2. Losing the golden goose
Another risk factor would be golden goose from residential that frees up cashflow to maintain that spend level for S&M. Their business revenues may be growing at a faster rate than the YoY declines in residential revenues, but clearly that free money will be harder to come by. If Vonage wants to stay in both lines of business, at some point, they’ll need to up their investment to keep the residential business going. I’m sure they’ve thought this through, and the implication would be the need to complete their trifecta One Vonage integration ASAP. If that somehow gets bogged down with technology issues, GTM execution or culture clashes, the pressure will be on to somehow keep the business growth coming on its own merits.

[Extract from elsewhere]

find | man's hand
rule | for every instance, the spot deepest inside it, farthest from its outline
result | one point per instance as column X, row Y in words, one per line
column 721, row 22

3. What everyone else is doing
State of the competition. CPaaS is central to Vonage’s API-driven value proposition, so Twilio is the main target there. Having recently attended their SIGNAL event, I understand why their momentum is so strong, but it remains to be seen how deeply developers can take them into enterprises. I agree with Alan that Vonage is better equipped end-to-end to serve enterprise customers, but Twilio is hitting its stride now, and they want to succeed as badly as Vonage. For better or worse, I’ve long said that Vonage is the Kleenex of VoIP, and I would say the same about Twilio for APIs. They have great brand recognition, and Vonage is still trying to migrate upstream to enterprises, so the road won’t be easy. Finally, there are those pesky Tier 1s to worry about. If Cisco gets it right with BroadSoft, they’ll be even stronger, and Microsoft has its mojo back in enterprise. Trust goes a long way when picking a cloud partner, and Vonage will have to earn that to grow at the expense of those players. If they’re holding a full house, they’ll be fine, but if just two pairs, they’ll have to play the game more carefully.